Neste sentido, Good Bye Lenin! revela um cenário fascinante no seu argumento: o conceito maleável da verdade, uma construção que pode facilmente ser manipulada politicamente como sentimentalmente. Todos os eventos que apontam para uma realidade alternativa a Christine são simplesmente desfigurados até restar somente uma figura plastificada da verdade, apta para ser observada mas nunca tocada, experienciada futilmente como propaganda televisionada, ironicamente similar às vivências do seu lado de Berlim, sob a República Democrática Alemã. A distinção, obviamente, sendo as intenções protectoras de Alex e o seu carinho pela sua mãe. As divertidas façanhas de Brühl, que entrega uma performance absolutamente fantástica e tocante, arriscam aproximar-se de uma sitcom banal contudo o seu argumento balança inteligentemente humor com drama, destacando sempre a alma escondida atrás da parede. Compreendemos constantemente o motivo que move a sua personagem a seguir instintos duvidosos – quem não relaciona-se com a ideia de suportar as estranhas ilusões políticas dos nossos familiares? Eventualmente, nesta bíblia de mentiras, Alex descortina camadas dos seus sonhos, anseios e desejos acerca do seu país que nunca percebeu existirem, próximos da visão enevoadamente esperançosa que a sua mãe retém de uma nação quebrada.

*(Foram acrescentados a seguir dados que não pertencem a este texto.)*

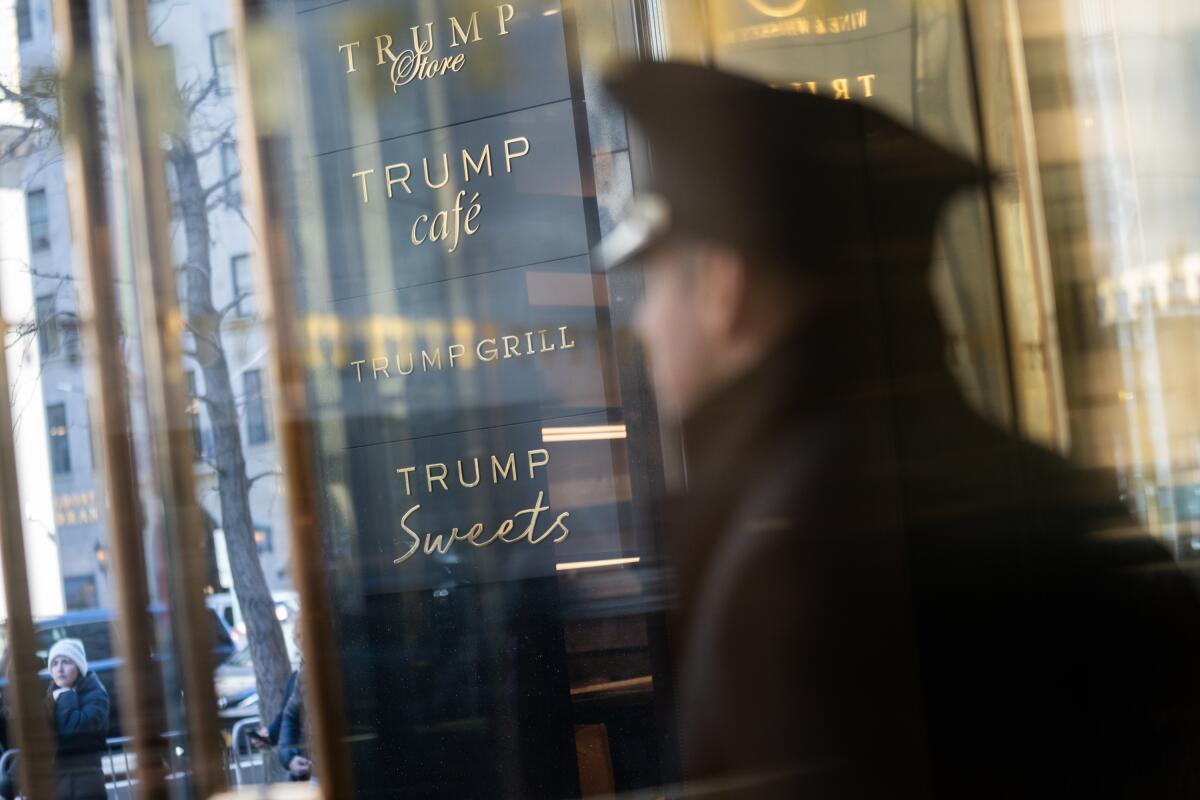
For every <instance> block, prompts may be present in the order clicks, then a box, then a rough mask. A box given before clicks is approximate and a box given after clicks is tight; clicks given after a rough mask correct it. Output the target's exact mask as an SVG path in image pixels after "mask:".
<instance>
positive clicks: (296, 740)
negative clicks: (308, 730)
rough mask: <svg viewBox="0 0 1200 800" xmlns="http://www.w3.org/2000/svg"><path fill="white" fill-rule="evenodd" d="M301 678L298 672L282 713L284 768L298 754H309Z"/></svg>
mask: <svg viewBox="0 0 1200 800" xmlns="http://www.w3.org/2000/svg"><path fill="white" fill-rule="evenodd" d="M301 680H302V679H301V678H300V676H299V672H298V673H296V680H295V682H294V684H293V685H292V693H290V694H289V696H288V699H287V703H286V704H284V706H283V712H282V714H281V717H282V721H281V722H280V748H278V753H280V764H282V765H283V769H288V764H290V763H292V759H293V758H295V757H296V756H305V757H307V754H308V753H307V748H306V746H305V718H304V690H302V688H301ZM292 777H293V780H296V777H298V776H295V775H293V776H292Z"/></svg>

Ostalgie é uma descrição apta para esta longa-metragem. Nostalgia por um mundo derrubado instantaneamente, retirando espaço ou tempo para sentir a sua passagem ou o seu impacto, afectando psicologicamente a nossa conexão com esse passado; um termo comum para este povo alemão que, nesta transição, perderam empregos e a invulgar estabilidade das suas rotinas. Mudança, apesar de inevitável, exige tempo para interiorizar. Esta é uma narrativa original que surpreende na sua exploração humorística de uma realidade genuinamente devastadora, nunca ultrapassando a linha de ofensa ou desrespeito. Aliás, Becker e o seu co-argumentista, Bernd Lichtenberg, exibem consciência da tragédia neste mundo dividido, enfatizando o ponto mais importante num filme político: o lado humano.
Admitidamente, a excelente banda sonora de Yann Tiersen – Le Fabuleux Destin d’Amélie Poulain (2001) ensinou que as suas músicas exigem o acompanhamento de um voice over a partilhar uma história – adiciona um componente fantástico a esta realidade, um asperge de magia espalhada por acontecimentos factuais que assistem esta longa-metragem nas suas circunstâncias ridículas. Não é um conto de fadas, recusa-se a agir como um conto de fadas, mas Good Bye Lenin! emprega uma combinação comovente destes universos “separados”, o encanto do cinema com uma sóbria realidade; o elemento de controlo no amor e o comportamento ditatorial do poder; a verdade e a mentira. Neste filme, evidentemente pessoal, quando tudo está ao alcance da manipulação, uma verdade é salientada: nunca existe tempo suficiente para expressar completamente todo o amor que sentimos pela nossa família, amigos, amantes, conhecidos e até estranhos. Possivelmente, é a única verdade que temos.